Сидда снова превратилась в ту прежнюю девочку, затерянную в жарком сердце Луизианы, болотистом мире католических святых и королев вуду. Празднуется День труда, День труда пятьдесят девятого года, на плантации Пекан-Гроув, во время ежегодной папиной голубиной охоты. Пока мужчины потеют и палят из ружей, Виви, неотразимая мать Сидды, вместе с компанией своих подружек из племени я-я играет в бурре, убийственный луизианский покер, в уюте и прохладе кондиционированного жилища.
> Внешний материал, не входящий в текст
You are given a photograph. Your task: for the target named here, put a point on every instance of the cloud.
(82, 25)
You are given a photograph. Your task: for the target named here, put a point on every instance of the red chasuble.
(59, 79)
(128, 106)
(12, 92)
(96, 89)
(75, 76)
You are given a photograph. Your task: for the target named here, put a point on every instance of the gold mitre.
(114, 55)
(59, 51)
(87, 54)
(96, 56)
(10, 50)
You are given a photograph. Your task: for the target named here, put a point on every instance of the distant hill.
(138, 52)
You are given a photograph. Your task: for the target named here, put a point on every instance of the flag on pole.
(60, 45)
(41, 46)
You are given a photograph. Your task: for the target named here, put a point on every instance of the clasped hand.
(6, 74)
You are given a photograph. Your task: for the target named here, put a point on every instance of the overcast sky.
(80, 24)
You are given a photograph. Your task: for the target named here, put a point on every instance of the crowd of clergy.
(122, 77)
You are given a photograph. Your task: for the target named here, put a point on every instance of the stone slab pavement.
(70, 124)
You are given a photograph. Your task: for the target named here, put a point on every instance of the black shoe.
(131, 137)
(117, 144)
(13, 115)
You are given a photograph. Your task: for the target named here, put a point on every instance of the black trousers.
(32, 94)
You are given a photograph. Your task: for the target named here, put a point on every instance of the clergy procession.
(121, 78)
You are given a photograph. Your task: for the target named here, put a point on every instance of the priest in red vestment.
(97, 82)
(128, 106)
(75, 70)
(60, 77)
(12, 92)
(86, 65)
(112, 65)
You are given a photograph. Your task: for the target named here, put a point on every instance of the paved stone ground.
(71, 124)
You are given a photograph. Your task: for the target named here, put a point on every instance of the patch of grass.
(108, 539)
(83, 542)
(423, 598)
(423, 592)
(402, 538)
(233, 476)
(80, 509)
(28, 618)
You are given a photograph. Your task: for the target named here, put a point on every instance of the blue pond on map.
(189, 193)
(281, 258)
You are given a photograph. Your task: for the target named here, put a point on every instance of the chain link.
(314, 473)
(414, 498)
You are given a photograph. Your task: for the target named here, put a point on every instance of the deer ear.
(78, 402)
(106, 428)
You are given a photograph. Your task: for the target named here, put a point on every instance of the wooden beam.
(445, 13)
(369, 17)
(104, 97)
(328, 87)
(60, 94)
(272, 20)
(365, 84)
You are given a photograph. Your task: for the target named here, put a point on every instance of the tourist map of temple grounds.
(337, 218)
На кухне висит грифельная доска с небрежно накорябанной цитатой из Билли Холидей: «ПЕЙ, КУРИ, В ГОЛОВУ НЕ БЕРИ»[1]. В перерывах леди кормят пти я-я (то есть отпрысков больших я-я) приторно-сладкими пьяными вишнями из холодильника в баре с напитками.

Этой ночью, после гамбо[2] из голубей (крохотные птичьи косточки, плавающие в тарелках хэвилендского фарфора), Сидда ложится спать. И несколько часов спустя с криком просыпается от кошмара. На цыпочках подбирается к той стороне кровати, где спит мать. Она не может пробудить Виви от пропитанного парами бурбона сна, поэтому босиком выходит в душную влажную ночь. Лунный свет ложится на веснушчатые щеки. Она бредет к огромному виргинскому дубу на краю отцовских хлопковых полей и смотрит в небо. В желтом рожке полумесяца сидит Пресвятая Дева с сильными мышцами и милосердным сердцем, болтает своими великолепными ногами, словно луна — ее качели, а небо — переднее крылечко, и машет рукой Сидде, словно только что заметила старую приятельницу.
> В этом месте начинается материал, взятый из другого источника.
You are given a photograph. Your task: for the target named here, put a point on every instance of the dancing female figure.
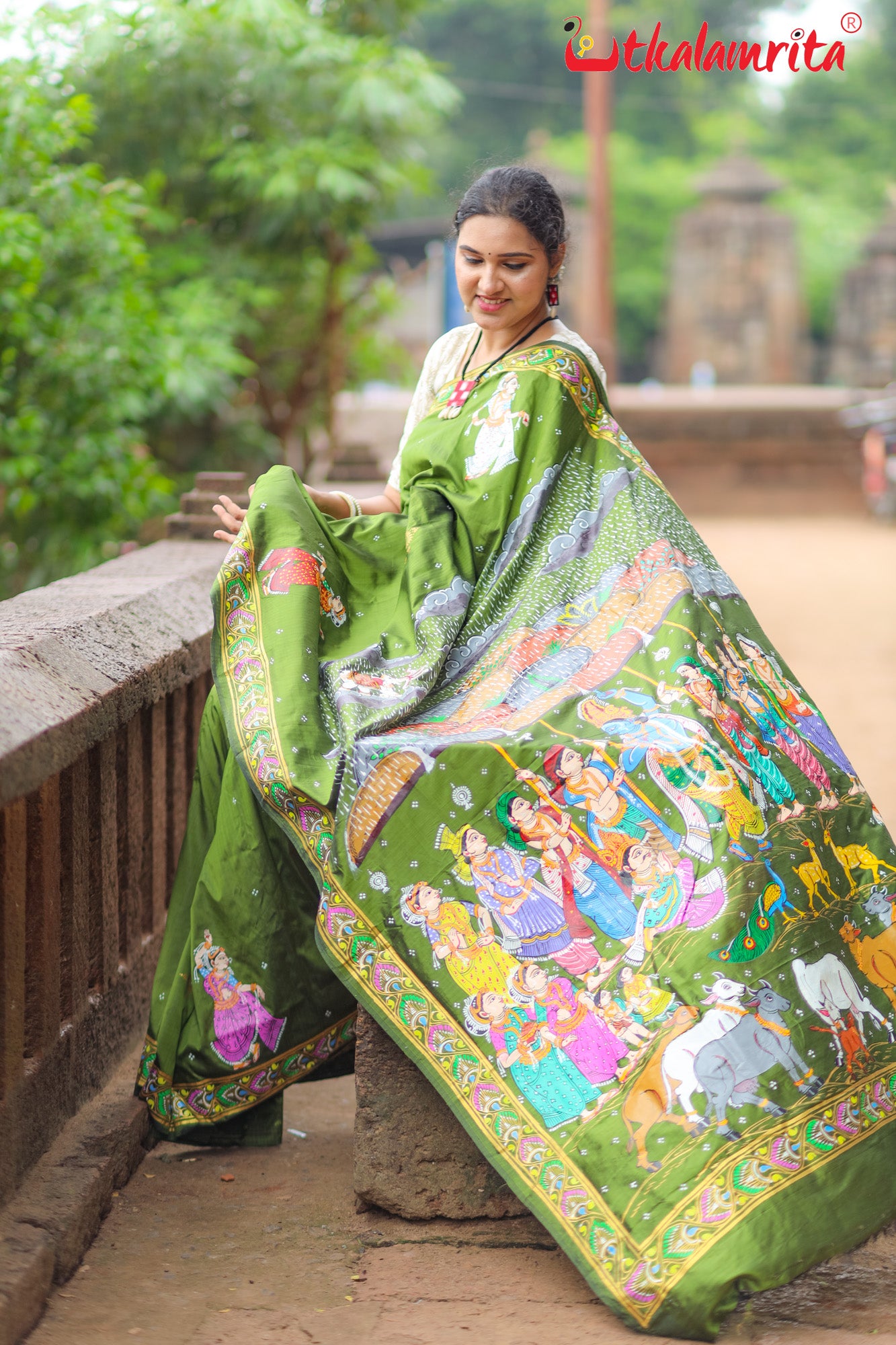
(524, 571)
(573, 1022)
(240, 1017)
(571, 868)
(545, 1077)
(474, 960)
Сидда стоит в лунном свете и позволяет Пресвятой Деве любить каждый волосок на ее шестилетней головке. Потоки нежности изливаются вниз, с луны, навстречу тем, что поднимаются вверх с земли. И вдруг на какое-то мимолетное сверкающее мгновение Сидда Уокер осознает, что не было минуты, когда она не чувствовала себя любимой.

Загрузка...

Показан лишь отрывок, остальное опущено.